IBM S822LC Servers

At Supercomputer 16 (SC16) IBM and NVIDIA have announced what they call the fastest deep learning enterprise solution. The system is based on IBM Power System S822LC platforms that were announced in September. These systems contain the latest version of the IBM POWER8 processor that has NVIDIA NVLink embedded in it. IBM has also released a new deep learning toolkit called IBM PowerAI.

The solution is capable of running AlexNet with Caffe up to 2x faster than equivalent systems. It is also capable of outperforming systems running AlexNet with BVLC Caffe using 8 M40 GU-based x86 systems. This means that IBM has overtaken Intel in the battle for the world’s fastest deep learning framework not on one platform but two.

Ken King, General Manager, OpenPOWER Alliances, IBM Systems
Ken King, General Manager, OpenPOWER Alliances, IBM Systems

IBM PowerAI toolkit gives companies working on machine learning access to five different frameworks. This will appeal to researchers as it doesn’t lock them into any single solution. It also enables companies to build their own deep learning methods to train IBM Watson. This will accelerate the development of new solutions for many customers.

According to Ken King, General Manager, OpenPOWER: “PowerAI democratizes deep learning and other advanced analytic technologies by giving enterprise data scientists and research scientists alike an easy to deploy platform to rapidly advance their journey on AI. Coupled with our high performance computing servers built for AI, IBM provides what we believe is the best platform for enterprises building AI-based software, whether it’s chatbots for customer engagement, or real-time analysis of social media data.”
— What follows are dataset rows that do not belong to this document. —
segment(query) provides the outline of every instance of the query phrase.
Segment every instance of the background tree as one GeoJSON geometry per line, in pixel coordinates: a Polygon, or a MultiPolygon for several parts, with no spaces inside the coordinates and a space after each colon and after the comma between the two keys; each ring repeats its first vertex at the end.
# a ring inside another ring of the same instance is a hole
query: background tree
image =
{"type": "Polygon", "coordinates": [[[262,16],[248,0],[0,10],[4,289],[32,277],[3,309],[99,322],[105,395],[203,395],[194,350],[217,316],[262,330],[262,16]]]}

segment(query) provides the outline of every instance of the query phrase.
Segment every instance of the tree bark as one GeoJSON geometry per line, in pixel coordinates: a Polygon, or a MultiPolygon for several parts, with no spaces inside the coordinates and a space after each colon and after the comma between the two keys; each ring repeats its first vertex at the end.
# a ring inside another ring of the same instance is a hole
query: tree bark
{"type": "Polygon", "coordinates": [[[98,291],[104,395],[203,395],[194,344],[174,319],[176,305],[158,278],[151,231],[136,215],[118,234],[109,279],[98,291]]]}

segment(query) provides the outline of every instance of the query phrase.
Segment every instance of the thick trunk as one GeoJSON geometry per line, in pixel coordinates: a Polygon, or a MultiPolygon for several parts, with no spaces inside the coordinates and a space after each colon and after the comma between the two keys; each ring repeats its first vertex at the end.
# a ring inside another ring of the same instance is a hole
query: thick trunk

It’s all about the accelerators

What is important here is the use of accelerators. These are delivering a significant performance boost to IBM POWER8-based systems. Xilinx has been a major supporter of the OpenPOWER-based  SuperVessel developer cloud. In the last year the OpenPOWER Foundation has deployed three SuperVessel clouds. The latest of these is in Europe and came alongside other tools for developers working with POWER8 processors.

Mellanox has added accelerators to its network cards. It recently announced the ConnectX-6 adapters and Quantum switches that will run at 200Gb/s. It has not announced when it will add accelerators to these cards but it is on their roadmap. This will allow developers to deploy applications at the edge of the network.

The POWER8 with NVIDIA NVLink chip is just another accelerator. It provides an ultra high speed connection between the POWER8 processor and the NVIDIA Tesla P100 GPU accelerators. This removes the PCIe bottleneck in the current generation of motherboards. IBM is claiming that this use of accelerators is what allows it to outperform equivalent Intel processors.

Looking forward to the POWER9 revolution

Over the summer IBM has been quiet when it comes to knocking Intel off the benchmark top spots. This announcement follows the 4 world records set by Tencent Cloud using IBM POWER8 without the use of accelerators. As we get closer to the launch of POWER9 IBM is beginning to show its plans.

At the moment, IBM has the POWER8 chip which is a general purpose processor. This is why the additional of the accelerators makes such a difference in performance. With POWER9 that will change. The first big change will be a series of processors spread over 3 years. These will address specific markets and workloads. They will all be capable of working with different accelerators.

IBM has already said there will be another generation of the POWER9 with NVIDIA NVLink technology. What is not clear is what it might do to incorporate other accelerators and technologies from OpenPOWER Foundation partners into the POWER9 chip. Over the next six months as we approach the launch of that processor we will get more information about IBM’s plans.

What were the server configurations?

Below are the server configurations for both tests as supplied by IBM

Based on AlexNet Training for Top-1 50% Accuracy. IBM Power S822LC for HPC configuration: 16 cores (8 cores/socket) at 4.025 GHz with 4xNvidia Pascal P100 GPUs; 512 GB memory; Ubuntu 16.04.1 running NVCaffe 0.14.5 compared to IBM Power S822L configuration: 20 cores (10 cores/socket) at 3.694 GHz with 4xNvidia M40 GPUs; 512 GB memory; Ubuntu 16.04 running BVLC-Caffe f28f5ae2f2453f42b5824723efc326a04dd16d85. Software stack details for both configurations: G++ – 5.3.1, Gfortran –5.3.1, OpenBlas – 0.2.18, Boost –1.58.0, CUDA 8.0 Toolkit, Lapack –3.6.0, Hdf5 –1.8.16, Opencv –2.4.9.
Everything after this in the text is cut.